APGAR score was comparable in both the groups. (p>0.05) In our study neither mask ventilation nor tracheal intubation was required in new born in either group, which shows safety of intrathecal Magnesium sulfate and tramadol. Literature says that when serum Magnesium level is >15meq/lit, it causes respiratory paralysis when given in eclamptic parturient i.e. 14g Magnesium sulfate loading dose. Here, we used 100mg of Magnesium sulfate intrathecally which was very less as compared to loading dose given intravenously in eclampsia. There are different opinions regarding the predictors of neonatal outcomes, (Neonatal APGAR scores and umbilical arterial blood markers) among two group of patients administered SA or GA. In some studies, APGAR scores was indifferent while in other studies it was marginally better in the SAB group and transient neonatal depression seen after GA can be avoided by using SAB.1

In magnesium group, one patient had hypotension and three patients had nausea. While in tramadol group, four patients had hypotension and six patients had nausea. Patients were treated with IV fluids and vasopressors for hypotension. Injection Metoclopramide was given in patients with nausea-vomiting. Limitation was we could not perform a follow-up for our patients to assess any signs of neurotoxicity or neurologic deficits because of adjuvants intrathecally.

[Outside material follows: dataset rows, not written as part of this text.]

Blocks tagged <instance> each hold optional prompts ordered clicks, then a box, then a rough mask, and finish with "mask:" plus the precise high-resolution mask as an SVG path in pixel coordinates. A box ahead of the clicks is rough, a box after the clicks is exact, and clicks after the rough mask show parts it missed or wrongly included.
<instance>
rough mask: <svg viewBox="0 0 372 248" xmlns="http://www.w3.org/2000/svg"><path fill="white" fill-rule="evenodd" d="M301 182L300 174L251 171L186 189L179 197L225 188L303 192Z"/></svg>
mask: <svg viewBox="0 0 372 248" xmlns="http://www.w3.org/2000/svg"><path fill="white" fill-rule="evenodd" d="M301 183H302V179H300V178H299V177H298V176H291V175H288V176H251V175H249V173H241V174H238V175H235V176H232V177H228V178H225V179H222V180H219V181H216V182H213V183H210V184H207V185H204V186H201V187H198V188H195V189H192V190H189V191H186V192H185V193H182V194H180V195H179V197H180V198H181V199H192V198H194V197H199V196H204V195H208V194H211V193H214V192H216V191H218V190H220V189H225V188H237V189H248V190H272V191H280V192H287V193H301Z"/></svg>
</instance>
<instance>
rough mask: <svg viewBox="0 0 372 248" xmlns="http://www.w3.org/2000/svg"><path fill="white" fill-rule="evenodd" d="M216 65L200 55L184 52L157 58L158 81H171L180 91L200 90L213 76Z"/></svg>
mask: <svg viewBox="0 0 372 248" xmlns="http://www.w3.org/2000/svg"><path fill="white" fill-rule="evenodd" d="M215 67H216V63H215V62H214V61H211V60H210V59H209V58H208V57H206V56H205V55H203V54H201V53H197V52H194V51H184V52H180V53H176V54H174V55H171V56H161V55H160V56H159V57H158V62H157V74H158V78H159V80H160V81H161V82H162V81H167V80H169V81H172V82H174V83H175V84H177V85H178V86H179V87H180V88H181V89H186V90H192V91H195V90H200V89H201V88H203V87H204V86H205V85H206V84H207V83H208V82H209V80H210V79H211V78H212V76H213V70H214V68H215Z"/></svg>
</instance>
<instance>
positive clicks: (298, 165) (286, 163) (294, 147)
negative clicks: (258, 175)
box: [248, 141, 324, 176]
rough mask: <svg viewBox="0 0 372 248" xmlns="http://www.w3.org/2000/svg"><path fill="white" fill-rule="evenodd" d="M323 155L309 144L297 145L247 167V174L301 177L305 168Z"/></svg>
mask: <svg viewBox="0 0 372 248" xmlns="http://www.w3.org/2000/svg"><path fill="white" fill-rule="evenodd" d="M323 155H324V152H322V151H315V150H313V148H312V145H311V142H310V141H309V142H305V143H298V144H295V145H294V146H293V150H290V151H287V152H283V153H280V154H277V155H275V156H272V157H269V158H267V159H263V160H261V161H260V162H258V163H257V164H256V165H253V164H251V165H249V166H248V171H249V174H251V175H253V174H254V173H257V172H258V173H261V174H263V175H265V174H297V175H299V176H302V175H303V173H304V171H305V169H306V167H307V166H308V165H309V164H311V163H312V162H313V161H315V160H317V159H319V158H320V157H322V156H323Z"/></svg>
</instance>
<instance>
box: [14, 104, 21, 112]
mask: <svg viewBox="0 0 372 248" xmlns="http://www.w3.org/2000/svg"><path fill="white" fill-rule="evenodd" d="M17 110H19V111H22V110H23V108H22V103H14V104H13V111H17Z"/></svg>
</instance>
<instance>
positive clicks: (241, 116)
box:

We conclude that Magnesium sulfate (100mg) via intrathecal route as an adjuvant to Levobupivacaine in mild pre- eclamptic parturients undergoing CS, delays the onset time and time to achieve maximum sensory level as compared to Tramadol group. It also delays onset time, time to achieve maximum bromage grade for motor block. The duration of absolute analgesia and post-operative analgesia were significantly extended and the number of rescue analgesia was less in Magnesium group. Haemodynamic stability was better in Magnesium group without significant difference in incidence of peri -operative complications. Thus, Intrathecal Magnesium sulfate can be desirable as an adjuvant to Levobupivacaine (0.5%, 7.5mg) in mild preeclamptic parturients undergoing cesarean section compared to tramadol(25mg).